Breno Ferraz, um dos diretores da Revista do Brasil, um atento observador de sua época, escrevia em 1922, na Revista a respeito das ideias sobre o caipira que circulavam na sociedade paulistana: o indivíduo pobre e distante das benesses abertas pelo capital acometido de um mal ontológico. O Jeca Tatu, a criação lobatiana hegemônica, propunha a discussão do Brasil moderno e vibrante, mesmo que fosse por intermédio de sua própria negação.

Géca Tatu figura typica de uma collectividade, é uma excepção. O seu grande, o seu extranho e extraordinário poder da expressão – a singularidade. Não é o caipira commum. É o excepcional. (...) Si todos os caboclos fossem a imagem exacta do Géca, não teria descoberto Monteiro Lobato. (...) É um grande exemplo, um symbolo poderoso, um epítome vivo. Vê-lo é ver a olho nu tudo o que na collectividade mais ou menos nos escapa, liquefeito e dissolvido na massa e que só elle crystalisa. O consenso publico, expresso em popularidade e fama, consagrou-o em definitiva. Géca representa o caboclo brasileiro, queiramos ou não. (...) Géca significa o brasileiro como Quixote todos os idealistas, confirmando ambos, no entanto, o princípio da excepção creadora (Ferraz, 1922, p. 108).
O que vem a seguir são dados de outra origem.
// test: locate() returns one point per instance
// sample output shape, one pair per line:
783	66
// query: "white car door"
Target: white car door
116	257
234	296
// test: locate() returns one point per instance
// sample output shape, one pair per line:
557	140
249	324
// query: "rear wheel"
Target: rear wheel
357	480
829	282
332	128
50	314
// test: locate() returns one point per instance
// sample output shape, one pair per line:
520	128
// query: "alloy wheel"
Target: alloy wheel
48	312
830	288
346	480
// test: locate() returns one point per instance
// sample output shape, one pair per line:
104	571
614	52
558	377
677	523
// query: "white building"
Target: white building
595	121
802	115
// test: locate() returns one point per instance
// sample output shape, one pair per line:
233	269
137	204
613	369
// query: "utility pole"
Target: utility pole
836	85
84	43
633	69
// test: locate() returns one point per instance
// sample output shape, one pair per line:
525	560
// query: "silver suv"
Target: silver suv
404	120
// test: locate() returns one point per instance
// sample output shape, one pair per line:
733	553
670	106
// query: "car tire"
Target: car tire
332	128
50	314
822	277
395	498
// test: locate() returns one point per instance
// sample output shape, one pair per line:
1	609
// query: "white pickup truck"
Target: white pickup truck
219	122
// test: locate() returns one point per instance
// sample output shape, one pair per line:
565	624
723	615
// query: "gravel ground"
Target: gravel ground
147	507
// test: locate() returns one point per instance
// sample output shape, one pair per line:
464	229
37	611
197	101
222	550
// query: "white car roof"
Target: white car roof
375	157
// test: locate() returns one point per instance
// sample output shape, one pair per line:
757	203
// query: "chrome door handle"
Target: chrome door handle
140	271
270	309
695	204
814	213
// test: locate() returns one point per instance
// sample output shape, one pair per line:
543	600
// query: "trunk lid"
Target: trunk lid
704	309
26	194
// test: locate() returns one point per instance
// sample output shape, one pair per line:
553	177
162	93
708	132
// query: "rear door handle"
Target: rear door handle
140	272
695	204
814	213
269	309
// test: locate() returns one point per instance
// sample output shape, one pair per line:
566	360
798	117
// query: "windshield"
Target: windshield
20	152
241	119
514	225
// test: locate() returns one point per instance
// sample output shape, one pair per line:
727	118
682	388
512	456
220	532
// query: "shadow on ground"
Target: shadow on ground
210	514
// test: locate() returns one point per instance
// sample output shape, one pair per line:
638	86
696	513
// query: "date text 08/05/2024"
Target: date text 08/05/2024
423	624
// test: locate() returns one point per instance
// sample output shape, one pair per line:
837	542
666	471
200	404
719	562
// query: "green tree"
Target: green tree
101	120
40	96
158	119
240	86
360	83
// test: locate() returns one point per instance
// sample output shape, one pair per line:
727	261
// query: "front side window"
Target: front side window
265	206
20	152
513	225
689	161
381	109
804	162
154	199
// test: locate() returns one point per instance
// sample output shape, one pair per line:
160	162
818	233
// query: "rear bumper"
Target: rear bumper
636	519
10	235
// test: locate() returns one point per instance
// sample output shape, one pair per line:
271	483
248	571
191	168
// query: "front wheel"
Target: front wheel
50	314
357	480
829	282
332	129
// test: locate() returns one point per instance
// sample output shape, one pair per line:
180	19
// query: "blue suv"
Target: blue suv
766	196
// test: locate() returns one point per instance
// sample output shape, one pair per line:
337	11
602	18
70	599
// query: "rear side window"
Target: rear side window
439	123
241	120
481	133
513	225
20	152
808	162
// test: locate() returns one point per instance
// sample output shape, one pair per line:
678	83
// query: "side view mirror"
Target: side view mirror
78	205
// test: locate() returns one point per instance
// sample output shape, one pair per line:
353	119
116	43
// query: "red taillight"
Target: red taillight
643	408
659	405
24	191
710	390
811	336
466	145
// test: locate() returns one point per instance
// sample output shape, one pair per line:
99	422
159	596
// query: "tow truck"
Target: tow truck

Em outra passagem emblemática o mesmo autor dava a tônica de sua observação. Ferraz discutia o caipira pelo viés da superação do estigma e do atraso. Sua imagem era deturpada pela natureza e incentivava o debate. O Jeca Tatu desacreditado, o personagem da desolação e da culpa sofria calmamente seu fardo sem, no entanto, tomar conhecimento de sua condição.

(...) Na verdade, só a excepção crêa. Géca Tatu, creatura da excepção, por sua vez creará. E quanto já não tem creado! Soando no ar como um chicote erguido sobre a nossa apathia e indifferentismo, é o anathema que nos sacode e desperta para a vida. (...) Géca é o pecado nacional. Não o neguem (Ferraz, 1922, p. 108 e 109).

O Jeca Tatu irrompia nos discursos literários e políticos tornando-se o porta-voz às avessas da crítica ao país rural e atrasado; o país que deveria abandonar sua história amena e conservadora, e trilhar o caminho da obstinação que a modernidade ocidental orientava. Importava a Monteiro Lobato colocar na pauta de discussão a modernização das mentalidades, romper com a estrutura social carente de revolução. Devia-se, como força impositiva da razão, estabelecer novas formas de sociabilidade e construir um país com sentimento de pertencimento calcado na esperança: o progresso como futuro e possibilidade da nação.